Before Grace and I went to Mother’s, I had to do something about that answer.

  Twenty-Two

  When Max was hungry, he’d whap his bowl with a gigantic paw. If he was really hungry, he’d whap me. If that didn’t get my attention, he’d lay his head on my knee and stare at me with amber eyes. If I still failed to fetch his kibble, he’d circle my legs like a cat, making it impossible to move in any direction but toward his dog food.

  Fear and Max have a lot in common. First and foremost, they don’t like being ignored.

  There’s no ignoring a dead husband.

  Now that fear had my attention, it wanted sleepless nights and fuzzy mornings. It demanded I listen to every noise in the neighborhood and assess it for danger. It insisted I look over my shoulder—constantly.

  I didn’t much like its plan.

  The killer’s name was in Henry’s safe, scrawled on an envelope, waiting to be discovered. I was sure of it. All I had to do was make a list of the names and figure out which one was a murderer. Yeah, right. When I was done, I’d fix the recession and find a new source for crude oil.

  I could look at those names, I could even look inside the envelopes, and I’d still have no idea who’d killed my husband. I needed help.

  Hunter Tafft stood next to me—strong, solid, and handsome as Paul Newman. I took a second to admire my undamaged hostas, sucked a large breath into my lungs, swallowed and said, “I’ve never given you a retainer.”

  “No. You haven’t.”

  “If I give you one, everything I tell you is confidential, right?”

  “It is anyway.” He offered me a movie star grin, the kind the hero gives the heroine right before she melts into his arms.

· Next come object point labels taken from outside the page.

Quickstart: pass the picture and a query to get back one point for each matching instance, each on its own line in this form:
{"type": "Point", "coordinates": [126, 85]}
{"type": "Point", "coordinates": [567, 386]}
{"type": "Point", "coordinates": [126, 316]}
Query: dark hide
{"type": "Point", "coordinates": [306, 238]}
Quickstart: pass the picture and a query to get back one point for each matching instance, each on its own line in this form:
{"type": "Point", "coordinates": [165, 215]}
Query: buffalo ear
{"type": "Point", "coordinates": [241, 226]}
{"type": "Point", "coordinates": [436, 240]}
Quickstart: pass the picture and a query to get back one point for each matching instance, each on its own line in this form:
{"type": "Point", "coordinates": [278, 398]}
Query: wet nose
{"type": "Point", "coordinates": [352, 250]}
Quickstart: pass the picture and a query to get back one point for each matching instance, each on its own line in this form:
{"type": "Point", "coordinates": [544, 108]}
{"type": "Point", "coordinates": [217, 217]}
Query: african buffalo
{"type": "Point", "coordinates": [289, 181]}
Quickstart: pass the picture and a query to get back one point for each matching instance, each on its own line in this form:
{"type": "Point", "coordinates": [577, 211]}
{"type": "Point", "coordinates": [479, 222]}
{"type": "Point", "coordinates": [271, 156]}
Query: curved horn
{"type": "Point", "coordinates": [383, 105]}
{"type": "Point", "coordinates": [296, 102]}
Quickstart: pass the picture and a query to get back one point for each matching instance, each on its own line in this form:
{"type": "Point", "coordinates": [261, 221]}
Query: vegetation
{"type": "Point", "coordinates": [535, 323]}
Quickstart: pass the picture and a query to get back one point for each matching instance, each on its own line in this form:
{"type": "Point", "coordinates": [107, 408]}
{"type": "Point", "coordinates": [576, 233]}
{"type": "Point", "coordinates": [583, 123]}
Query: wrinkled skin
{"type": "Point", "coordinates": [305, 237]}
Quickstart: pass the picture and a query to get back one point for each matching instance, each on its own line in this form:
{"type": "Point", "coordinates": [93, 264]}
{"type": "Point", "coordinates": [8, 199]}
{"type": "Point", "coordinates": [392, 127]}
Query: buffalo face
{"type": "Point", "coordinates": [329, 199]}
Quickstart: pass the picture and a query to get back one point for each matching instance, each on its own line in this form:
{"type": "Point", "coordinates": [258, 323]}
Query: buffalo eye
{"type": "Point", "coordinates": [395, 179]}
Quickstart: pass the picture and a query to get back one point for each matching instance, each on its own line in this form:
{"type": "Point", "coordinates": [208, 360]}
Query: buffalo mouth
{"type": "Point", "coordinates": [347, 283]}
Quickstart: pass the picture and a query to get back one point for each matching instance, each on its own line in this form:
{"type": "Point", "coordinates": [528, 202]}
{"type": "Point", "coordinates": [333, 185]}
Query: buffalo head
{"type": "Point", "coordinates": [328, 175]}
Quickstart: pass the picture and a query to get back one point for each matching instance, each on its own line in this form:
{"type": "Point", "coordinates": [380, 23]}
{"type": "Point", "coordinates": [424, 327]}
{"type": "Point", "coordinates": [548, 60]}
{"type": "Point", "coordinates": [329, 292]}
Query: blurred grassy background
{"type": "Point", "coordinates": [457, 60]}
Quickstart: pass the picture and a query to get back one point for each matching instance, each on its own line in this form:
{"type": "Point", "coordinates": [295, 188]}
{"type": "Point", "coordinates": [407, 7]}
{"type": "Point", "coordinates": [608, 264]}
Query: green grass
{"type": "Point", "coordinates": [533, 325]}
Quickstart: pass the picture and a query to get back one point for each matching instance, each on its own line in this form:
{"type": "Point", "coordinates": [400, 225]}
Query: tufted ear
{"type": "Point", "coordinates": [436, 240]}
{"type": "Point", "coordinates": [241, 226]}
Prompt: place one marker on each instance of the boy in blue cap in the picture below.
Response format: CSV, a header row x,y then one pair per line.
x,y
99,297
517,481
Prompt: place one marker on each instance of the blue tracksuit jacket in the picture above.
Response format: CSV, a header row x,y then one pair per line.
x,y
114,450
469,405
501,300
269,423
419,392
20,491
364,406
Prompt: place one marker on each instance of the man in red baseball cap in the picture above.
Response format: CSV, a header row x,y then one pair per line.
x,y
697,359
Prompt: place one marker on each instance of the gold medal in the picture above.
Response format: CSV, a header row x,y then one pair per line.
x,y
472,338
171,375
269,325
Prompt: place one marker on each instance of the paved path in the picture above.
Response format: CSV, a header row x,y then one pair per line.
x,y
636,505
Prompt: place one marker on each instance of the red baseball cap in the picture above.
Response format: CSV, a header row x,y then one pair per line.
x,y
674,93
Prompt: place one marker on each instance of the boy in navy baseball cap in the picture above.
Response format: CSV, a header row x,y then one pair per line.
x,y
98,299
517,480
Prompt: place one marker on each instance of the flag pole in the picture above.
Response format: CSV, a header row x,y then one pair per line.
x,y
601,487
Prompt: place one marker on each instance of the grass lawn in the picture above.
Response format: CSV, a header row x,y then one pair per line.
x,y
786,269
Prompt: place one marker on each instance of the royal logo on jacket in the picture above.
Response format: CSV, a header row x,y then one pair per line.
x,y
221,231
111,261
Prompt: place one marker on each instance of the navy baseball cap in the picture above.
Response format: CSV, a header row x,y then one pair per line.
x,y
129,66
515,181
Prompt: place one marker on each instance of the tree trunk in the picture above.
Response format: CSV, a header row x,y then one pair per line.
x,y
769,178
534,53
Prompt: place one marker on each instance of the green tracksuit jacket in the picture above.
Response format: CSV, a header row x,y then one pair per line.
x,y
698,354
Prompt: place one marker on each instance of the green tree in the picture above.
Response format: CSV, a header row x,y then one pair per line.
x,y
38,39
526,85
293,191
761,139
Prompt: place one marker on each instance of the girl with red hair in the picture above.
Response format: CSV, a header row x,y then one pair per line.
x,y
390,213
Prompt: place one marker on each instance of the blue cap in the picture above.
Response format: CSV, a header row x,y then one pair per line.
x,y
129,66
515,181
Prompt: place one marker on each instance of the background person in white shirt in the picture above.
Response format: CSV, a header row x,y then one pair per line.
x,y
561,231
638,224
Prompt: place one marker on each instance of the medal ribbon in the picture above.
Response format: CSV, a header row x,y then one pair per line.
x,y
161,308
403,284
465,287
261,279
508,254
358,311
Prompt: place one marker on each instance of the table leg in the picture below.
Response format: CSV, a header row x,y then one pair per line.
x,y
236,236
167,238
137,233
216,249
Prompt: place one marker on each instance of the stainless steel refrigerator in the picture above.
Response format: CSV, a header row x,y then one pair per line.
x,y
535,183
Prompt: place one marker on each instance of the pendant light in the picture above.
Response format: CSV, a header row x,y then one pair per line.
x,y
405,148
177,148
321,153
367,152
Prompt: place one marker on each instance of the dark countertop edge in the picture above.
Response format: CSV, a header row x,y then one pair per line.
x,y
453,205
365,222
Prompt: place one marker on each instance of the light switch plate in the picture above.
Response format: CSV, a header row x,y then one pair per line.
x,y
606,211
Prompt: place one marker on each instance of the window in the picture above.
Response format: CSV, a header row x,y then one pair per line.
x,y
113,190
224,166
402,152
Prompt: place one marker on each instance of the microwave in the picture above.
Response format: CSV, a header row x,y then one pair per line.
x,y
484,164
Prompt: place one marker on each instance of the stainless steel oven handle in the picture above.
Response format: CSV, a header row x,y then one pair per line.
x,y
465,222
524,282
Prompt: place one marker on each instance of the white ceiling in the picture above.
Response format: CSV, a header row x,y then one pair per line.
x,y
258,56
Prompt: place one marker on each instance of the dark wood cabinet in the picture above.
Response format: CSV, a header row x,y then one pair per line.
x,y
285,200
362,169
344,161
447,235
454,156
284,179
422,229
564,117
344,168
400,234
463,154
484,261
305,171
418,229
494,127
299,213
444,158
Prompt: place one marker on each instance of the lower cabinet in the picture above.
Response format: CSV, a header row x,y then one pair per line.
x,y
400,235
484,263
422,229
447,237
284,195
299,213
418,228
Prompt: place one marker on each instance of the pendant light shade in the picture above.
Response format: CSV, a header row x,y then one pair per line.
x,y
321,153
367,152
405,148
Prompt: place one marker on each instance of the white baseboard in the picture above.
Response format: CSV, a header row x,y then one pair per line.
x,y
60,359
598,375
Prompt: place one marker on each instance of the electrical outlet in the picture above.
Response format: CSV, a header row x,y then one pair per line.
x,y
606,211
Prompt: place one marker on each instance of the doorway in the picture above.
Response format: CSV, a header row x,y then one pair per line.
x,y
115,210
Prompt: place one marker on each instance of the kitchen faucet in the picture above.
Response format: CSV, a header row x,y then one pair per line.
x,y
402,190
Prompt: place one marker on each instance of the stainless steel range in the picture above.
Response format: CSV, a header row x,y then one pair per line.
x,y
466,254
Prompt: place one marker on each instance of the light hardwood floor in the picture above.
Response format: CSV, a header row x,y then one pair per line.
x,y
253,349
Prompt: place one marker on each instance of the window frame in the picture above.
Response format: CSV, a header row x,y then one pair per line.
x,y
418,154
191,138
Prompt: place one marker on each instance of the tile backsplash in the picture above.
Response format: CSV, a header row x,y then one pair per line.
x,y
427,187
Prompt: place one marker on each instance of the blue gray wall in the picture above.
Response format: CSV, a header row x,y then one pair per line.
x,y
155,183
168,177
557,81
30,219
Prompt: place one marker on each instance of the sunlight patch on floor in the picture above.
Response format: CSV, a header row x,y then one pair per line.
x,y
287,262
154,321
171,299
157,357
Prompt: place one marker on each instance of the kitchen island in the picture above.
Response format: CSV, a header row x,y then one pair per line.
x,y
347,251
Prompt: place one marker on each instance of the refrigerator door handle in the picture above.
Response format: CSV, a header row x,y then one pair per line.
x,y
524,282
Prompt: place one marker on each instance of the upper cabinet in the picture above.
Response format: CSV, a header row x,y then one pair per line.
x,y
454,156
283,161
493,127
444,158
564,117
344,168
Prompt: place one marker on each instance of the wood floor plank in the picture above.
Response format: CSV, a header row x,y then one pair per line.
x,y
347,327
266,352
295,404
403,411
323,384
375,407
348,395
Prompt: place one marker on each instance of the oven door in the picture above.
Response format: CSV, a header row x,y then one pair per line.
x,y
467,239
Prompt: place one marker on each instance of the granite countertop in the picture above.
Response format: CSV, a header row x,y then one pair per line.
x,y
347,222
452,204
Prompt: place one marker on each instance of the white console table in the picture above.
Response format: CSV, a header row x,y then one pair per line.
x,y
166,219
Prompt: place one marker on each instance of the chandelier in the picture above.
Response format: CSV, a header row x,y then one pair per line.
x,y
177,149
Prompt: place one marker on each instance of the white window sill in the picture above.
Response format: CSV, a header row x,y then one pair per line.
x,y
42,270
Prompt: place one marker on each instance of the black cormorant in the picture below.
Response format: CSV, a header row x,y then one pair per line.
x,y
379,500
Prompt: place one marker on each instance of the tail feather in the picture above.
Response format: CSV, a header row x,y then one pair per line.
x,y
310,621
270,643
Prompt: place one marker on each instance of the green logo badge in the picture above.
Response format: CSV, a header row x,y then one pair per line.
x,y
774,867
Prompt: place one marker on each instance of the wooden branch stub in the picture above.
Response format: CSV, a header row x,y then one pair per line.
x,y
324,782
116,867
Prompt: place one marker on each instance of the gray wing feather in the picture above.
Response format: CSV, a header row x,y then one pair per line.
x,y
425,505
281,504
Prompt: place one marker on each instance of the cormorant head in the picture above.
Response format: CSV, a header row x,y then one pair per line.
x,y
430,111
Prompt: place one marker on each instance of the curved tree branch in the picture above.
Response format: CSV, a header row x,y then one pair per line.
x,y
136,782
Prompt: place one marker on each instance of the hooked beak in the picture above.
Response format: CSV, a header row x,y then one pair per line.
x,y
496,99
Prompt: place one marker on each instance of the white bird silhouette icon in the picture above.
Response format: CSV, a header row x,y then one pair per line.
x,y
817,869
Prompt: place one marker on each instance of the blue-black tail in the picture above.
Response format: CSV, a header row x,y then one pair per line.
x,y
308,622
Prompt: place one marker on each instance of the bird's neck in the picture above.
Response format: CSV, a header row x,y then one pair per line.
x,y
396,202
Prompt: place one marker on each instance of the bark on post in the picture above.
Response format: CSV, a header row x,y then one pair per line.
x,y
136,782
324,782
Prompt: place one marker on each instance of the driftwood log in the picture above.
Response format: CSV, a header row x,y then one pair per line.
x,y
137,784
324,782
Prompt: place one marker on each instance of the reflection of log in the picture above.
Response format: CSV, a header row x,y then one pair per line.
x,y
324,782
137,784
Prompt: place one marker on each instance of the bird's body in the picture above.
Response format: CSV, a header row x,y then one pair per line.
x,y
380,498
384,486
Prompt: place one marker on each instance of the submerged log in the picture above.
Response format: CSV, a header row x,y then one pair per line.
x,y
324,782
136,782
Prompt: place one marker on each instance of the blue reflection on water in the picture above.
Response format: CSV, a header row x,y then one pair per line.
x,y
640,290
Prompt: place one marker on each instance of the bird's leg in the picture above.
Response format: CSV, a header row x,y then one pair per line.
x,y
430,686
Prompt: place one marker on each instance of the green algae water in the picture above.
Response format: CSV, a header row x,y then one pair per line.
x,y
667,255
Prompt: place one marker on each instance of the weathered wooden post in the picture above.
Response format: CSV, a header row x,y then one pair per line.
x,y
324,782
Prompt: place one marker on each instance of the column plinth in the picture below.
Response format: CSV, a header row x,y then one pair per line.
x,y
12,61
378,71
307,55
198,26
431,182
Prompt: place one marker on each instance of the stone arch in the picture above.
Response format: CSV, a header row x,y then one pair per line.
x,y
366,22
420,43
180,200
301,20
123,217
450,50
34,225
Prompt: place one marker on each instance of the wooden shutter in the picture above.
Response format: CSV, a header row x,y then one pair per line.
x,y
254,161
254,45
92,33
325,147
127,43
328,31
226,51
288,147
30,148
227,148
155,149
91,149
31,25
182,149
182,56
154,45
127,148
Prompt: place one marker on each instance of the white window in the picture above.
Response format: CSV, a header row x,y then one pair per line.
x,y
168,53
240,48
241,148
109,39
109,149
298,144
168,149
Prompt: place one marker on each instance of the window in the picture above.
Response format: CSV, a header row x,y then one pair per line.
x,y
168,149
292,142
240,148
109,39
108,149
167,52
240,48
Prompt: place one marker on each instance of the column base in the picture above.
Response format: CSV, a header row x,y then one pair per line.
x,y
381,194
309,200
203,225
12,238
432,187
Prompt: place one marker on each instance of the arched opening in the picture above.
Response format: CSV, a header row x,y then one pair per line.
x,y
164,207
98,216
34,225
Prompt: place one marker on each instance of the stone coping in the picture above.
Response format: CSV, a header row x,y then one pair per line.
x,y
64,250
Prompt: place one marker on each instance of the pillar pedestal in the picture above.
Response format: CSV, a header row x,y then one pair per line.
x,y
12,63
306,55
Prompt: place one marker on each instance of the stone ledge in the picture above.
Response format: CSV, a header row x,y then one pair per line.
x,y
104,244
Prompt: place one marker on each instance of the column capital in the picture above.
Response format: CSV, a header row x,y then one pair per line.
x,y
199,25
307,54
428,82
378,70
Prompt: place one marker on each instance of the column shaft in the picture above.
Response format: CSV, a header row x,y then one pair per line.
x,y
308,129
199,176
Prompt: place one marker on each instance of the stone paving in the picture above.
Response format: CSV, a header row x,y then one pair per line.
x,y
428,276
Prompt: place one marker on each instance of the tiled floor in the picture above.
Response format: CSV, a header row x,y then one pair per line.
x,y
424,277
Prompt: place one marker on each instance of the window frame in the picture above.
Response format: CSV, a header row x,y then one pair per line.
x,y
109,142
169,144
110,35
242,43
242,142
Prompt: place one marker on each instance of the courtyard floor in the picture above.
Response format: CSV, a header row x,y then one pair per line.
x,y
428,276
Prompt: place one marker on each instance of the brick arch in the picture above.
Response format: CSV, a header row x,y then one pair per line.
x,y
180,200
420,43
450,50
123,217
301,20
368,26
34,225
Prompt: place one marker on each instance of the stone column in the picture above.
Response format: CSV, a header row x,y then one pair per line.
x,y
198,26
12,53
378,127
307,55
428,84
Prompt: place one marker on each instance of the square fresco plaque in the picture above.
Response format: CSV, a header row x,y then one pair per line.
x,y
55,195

  I didn’t have any inclination to melt, not while my husband’s body was on the way to the morgue, my daughter was upstairs grieving, and the memory of my disastrous marriage still ached worse than a bad case of tennis elbow. “I’d feel better knowing everything is legal and binding. I’d like to write you a check.”

  He blinked. “Your mother already did.”

  Of course she had.

  What other reason could there be for a lawyer who billed at God-knows-what an hour to sit around my house all morning? It wasn’t concern for Grace or me, it was billable hours. I felt a twinge in the vicinity of my heart. Wounded pride? Wounded feelings? It didn’t matter. Hunter Tafft was my lawyer—not my friend.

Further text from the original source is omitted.